Chateaubriand, « Incantation », Mémoires d’outre-tombe.


Le jour hésitait sous le store et les givres de la fenêtre. Robert, les paupières lourdes, tourna les yeux vers son amie. Elle dormait innocente, sa jolie tête souriant dans la clarté indécise, parmi les draps d’aube et d’ombre. La lampe voilée d’une mousseline brûlait encore sur la table de chevet. Les porcelaines de la toilette en désordre reflétaient la pureté matinale.

Il était allé vers l’amour en fuite de soi-même, cherchant dans les étreintes d’un corps souple et complaisant l’illusion de la lutte et de la dispersion. Combien de fois s’éveillera-t-il encore à la lisse caresse d’une chair apaisée ?


La tête sur la molle plume, il rêvassait.


Délicieusement las de corps et si léger d’esprit flottant, couché sur une terrasse haute dans un soleil atténué de vapeurs qui montent de la mer, il sait que la maison fleurie est habitée par des courtisanes ; il entend leurs jeux derrière les portières écarlates en même temps que les touches éraillées d’un piano. Une voix d’eunuque a demandé quel nom portait Achille parmi les filles de Lycomède. Et les rires fusent, et les colombes roucoulent, pendant qu’on prépare le sacrifice avec de l’encens et du vin.

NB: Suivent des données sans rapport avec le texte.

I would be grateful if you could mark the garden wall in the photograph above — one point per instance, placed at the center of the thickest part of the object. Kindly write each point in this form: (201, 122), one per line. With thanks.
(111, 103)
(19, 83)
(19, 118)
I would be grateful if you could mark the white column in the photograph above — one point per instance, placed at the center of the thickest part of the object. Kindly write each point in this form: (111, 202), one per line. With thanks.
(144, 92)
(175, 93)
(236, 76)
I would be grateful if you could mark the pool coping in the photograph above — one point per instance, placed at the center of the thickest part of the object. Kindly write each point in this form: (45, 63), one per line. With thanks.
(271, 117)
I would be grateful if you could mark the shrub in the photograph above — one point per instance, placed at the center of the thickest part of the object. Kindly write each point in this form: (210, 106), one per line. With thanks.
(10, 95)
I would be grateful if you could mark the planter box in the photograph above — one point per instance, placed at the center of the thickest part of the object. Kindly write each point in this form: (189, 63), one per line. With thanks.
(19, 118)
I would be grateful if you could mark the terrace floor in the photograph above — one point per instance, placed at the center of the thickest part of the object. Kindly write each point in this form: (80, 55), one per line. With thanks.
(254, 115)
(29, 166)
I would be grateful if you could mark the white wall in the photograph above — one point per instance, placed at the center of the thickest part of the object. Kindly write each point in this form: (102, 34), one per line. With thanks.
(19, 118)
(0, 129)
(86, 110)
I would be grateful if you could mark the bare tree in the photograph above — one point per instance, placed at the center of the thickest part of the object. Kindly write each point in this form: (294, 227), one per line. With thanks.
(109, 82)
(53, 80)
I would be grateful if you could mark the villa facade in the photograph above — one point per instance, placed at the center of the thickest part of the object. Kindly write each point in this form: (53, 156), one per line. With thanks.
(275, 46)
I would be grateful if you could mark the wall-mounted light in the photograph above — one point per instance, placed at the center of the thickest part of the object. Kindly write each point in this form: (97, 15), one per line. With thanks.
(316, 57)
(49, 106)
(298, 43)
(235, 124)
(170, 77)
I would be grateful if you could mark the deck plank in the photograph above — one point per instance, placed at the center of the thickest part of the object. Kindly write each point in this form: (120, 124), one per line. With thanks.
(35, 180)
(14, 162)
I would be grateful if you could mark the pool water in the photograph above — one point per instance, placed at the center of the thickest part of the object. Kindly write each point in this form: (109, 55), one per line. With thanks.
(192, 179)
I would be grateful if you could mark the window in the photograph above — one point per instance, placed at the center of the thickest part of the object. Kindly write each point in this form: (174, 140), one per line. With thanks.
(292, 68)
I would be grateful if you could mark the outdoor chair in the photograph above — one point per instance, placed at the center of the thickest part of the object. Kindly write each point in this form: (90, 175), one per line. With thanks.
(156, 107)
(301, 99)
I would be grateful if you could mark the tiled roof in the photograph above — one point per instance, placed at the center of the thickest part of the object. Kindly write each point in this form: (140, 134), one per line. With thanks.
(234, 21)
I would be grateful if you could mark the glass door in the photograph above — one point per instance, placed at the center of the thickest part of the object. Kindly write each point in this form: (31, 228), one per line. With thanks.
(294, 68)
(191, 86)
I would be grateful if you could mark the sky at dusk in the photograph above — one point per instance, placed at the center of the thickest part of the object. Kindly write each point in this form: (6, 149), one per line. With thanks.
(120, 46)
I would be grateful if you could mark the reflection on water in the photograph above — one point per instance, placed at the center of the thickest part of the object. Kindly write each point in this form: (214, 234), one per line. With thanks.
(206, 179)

Des enfants passent dans la rue qui lui apportent un ressouvenir des villes de l’Ouest.

Les sabots des paysannes allant au marché claquaient sur le cailloutis, et les sonnailles des tombereaux de voirie se confondaient avec la cloche d’un navire en partance. Il entendait encore le cri matineux des marchandes : Pains au lait, casse-museaux tout chauds !…

Et c’était l’autrefois sous les courtines blanches, la sollicitude maternelle, le bon goût de la vie au chocolat. Cette matinée paresseuse continuait son enfance.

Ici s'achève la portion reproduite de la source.